El odio y la ira reinan en estas plataformas, beneficia más a la extrema derecha que a la izquierda. El odio de la lucha de clases es una tradición de la derecha; el marxismo solo lo hizo consciente. Quizá la pregunta que nos deberíamos hacer es cómo abordar la tarea de repolitizar la democracia cuando la política parece dispuesta a suicidarse.
Infocracia e infodemia
El filósofo coreano Byung-Chul Han, analista del individuo autoexplotado, nuevo sujeto histórico del capitalismo señala que el «régimen de la información» ha sustituido al «régimen disciplinario». De la explotación de cuerpos y energías analizados por Michel Foucault se pasó a la explotación de los datos. «Hoy vivimos presos en una caverna digital, aunque creamos que estamos en libertad», dice, recordando a Platón.

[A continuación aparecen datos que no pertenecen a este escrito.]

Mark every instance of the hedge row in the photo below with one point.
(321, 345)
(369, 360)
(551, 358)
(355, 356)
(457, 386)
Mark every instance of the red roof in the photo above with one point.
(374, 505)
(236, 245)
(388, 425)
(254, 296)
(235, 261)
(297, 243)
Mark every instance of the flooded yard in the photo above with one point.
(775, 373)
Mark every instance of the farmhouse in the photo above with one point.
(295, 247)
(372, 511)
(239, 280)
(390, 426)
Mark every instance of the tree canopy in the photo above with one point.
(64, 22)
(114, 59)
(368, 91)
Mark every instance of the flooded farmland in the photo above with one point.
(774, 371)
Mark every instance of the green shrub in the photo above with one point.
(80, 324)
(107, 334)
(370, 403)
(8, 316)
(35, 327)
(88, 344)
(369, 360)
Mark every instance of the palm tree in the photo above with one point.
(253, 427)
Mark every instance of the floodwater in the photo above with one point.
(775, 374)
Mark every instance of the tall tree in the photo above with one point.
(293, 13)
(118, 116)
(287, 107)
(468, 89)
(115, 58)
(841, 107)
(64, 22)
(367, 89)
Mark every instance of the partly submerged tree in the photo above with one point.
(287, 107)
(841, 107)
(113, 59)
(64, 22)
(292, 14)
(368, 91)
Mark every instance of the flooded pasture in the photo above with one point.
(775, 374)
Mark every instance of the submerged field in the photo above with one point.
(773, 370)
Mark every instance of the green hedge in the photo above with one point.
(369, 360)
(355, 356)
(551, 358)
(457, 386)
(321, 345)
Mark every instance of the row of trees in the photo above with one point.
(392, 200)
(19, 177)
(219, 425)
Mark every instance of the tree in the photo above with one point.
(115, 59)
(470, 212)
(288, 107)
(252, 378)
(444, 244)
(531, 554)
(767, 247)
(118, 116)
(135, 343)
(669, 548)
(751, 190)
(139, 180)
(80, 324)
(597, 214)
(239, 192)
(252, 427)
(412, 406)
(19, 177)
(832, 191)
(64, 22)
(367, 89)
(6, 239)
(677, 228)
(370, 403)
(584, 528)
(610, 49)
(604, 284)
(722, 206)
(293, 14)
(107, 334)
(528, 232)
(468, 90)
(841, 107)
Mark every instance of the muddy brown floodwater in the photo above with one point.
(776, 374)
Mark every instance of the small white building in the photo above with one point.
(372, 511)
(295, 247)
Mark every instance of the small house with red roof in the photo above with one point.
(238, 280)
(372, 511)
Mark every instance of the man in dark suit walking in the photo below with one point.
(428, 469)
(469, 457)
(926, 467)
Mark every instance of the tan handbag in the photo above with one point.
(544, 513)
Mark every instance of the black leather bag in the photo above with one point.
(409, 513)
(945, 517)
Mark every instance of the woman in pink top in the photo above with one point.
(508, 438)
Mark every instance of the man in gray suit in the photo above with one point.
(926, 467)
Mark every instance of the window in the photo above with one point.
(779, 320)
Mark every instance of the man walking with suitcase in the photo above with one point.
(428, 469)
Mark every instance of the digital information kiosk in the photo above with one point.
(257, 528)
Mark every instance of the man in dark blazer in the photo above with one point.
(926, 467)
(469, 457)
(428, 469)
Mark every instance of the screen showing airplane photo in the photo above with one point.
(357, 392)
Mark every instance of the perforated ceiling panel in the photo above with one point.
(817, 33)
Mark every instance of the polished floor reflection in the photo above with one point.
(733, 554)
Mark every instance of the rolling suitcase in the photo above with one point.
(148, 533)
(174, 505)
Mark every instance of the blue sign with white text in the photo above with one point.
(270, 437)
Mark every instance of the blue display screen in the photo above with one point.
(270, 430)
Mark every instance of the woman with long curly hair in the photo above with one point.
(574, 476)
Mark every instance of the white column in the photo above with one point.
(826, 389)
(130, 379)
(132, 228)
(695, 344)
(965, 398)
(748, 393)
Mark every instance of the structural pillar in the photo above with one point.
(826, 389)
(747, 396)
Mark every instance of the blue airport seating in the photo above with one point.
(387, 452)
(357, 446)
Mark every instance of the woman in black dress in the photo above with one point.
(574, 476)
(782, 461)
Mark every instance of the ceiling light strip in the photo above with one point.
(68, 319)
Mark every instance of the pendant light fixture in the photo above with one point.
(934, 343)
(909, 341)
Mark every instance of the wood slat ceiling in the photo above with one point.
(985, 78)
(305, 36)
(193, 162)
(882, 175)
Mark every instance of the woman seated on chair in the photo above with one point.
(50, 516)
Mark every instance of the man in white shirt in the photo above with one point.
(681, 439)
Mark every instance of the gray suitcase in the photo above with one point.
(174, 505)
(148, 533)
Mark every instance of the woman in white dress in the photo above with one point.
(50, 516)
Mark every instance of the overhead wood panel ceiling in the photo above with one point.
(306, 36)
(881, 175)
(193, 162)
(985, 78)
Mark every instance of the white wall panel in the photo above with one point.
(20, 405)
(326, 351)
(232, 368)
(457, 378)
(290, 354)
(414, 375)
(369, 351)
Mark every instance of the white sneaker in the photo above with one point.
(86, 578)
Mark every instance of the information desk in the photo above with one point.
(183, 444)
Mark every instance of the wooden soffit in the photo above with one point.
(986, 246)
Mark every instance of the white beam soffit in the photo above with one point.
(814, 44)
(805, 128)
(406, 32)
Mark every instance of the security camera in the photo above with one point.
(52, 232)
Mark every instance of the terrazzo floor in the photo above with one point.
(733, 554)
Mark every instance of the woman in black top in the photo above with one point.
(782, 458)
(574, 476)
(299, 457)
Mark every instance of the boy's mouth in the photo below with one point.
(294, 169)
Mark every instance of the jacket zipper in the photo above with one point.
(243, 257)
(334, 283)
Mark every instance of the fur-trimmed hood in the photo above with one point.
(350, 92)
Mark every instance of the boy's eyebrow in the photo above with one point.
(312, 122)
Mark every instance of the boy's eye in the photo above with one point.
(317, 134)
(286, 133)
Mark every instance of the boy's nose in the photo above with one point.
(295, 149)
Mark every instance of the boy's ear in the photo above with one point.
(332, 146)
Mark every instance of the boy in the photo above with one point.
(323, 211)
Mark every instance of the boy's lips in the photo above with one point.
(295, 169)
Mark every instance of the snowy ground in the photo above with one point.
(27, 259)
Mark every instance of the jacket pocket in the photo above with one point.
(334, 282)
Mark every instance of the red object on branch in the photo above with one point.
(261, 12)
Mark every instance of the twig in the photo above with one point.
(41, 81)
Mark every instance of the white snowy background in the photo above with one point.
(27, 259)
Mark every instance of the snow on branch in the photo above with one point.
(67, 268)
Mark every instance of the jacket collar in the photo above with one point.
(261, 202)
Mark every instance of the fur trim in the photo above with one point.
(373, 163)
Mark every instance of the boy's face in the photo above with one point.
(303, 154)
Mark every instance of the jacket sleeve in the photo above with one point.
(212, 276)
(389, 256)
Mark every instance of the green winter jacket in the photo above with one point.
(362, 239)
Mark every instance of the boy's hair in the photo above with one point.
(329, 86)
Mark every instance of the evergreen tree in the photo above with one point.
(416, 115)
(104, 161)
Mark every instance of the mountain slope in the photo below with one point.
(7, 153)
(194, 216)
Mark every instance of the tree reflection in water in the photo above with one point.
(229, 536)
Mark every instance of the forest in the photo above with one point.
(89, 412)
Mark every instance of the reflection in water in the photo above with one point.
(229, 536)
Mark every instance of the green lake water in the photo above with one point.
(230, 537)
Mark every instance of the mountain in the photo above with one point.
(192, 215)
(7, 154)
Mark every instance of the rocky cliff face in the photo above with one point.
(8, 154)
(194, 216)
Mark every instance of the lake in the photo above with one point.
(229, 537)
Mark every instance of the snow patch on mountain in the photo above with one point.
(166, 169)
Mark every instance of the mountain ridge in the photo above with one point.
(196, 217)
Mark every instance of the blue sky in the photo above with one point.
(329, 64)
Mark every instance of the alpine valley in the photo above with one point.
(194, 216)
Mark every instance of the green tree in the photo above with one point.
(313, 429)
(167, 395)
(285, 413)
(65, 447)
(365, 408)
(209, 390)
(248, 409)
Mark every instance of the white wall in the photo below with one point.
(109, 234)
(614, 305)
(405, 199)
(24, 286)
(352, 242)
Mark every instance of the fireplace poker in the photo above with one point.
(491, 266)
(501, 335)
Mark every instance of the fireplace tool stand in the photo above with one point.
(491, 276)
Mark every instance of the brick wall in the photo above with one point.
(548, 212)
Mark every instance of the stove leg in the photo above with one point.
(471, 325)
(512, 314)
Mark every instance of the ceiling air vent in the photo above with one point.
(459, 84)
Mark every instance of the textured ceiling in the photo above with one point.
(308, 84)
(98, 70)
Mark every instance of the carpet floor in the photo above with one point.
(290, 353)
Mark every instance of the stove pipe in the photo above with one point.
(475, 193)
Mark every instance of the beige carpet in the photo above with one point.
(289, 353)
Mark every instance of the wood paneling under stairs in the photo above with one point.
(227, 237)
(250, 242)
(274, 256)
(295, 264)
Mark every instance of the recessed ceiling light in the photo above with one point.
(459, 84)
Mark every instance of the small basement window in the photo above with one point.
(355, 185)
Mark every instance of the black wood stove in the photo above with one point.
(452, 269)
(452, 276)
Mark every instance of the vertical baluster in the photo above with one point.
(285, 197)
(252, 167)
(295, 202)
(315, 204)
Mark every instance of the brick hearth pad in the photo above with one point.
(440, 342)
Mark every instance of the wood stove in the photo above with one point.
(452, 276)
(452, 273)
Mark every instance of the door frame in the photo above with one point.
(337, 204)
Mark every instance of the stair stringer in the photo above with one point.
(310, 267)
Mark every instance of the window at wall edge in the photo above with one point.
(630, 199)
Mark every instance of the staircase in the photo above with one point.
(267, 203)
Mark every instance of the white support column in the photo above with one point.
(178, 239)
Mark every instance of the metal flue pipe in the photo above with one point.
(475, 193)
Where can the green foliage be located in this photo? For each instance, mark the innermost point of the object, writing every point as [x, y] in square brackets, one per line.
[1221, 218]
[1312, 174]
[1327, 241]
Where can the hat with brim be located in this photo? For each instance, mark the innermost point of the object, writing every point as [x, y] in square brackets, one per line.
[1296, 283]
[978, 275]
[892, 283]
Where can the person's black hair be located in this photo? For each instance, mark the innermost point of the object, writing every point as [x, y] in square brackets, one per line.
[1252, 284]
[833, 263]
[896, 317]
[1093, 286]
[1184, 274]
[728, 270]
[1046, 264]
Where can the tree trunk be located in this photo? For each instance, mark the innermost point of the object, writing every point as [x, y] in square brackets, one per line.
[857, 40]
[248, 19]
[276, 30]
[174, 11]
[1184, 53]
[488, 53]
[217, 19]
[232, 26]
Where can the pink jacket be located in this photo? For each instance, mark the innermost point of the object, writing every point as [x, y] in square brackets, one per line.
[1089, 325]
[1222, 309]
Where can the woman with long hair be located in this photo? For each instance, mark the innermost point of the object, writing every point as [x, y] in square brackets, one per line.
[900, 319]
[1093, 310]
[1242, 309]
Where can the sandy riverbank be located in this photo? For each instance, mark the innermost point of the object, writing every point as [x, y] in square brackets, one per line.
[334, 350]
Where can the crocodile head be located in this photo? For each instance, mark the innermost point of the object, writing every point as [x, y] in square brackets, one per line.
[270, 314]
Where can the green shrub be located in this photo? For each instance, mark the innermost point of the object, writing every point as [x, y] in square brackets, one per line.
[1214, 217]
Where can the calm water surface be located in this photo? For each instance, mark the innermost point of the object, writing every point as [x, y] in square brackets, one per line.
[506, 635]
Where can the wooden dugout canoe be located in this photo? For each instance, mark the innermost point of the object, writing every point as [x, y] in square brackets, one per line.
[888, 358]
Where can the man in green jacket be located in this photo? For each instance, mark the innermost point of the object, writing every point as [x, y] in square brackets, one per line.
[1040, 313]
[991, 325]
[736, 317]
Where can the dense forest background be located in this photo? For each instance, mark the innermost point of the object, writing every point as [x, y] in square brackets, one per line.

La gran hazaña de la infocracia es haber inducido en sus consumidores/productores una falsa percepción de libertad. La paradoja es que «las personas están atrapadas en la información. Ellas mismas se colocan los grilletes al comunicar y producir información. La prisión digital es transparente». Es precisamente esa sensación de libertad la que asegura la dominación.
Han sostiene que, en esta sociedad marcada por el dataísmo, lo que se produce es una «crisis de la verdad», nuevo nihilismo que no supone que la mentira se haga pasar por verdad o que la verdad sea difamada como mentira. Más bien socava la distinción entre verdad y mentira.
Las noticias falsas son, ante todo, información, que corre más que la verdad y por eso el intento de combatir la infodemia con la verdad está, pues, condenado al fracaso. Es resistente a la verdad, que se desintegra en polvo informativo arrastrado por el viento digital, señala.
Se trata de una revolución en los comportamientos que excluye toda posibilidad de revolución política: «En la prisión digital como zona de bienestar inteligente no hay resistencia al régimen imperante. El like excluye toda revolución».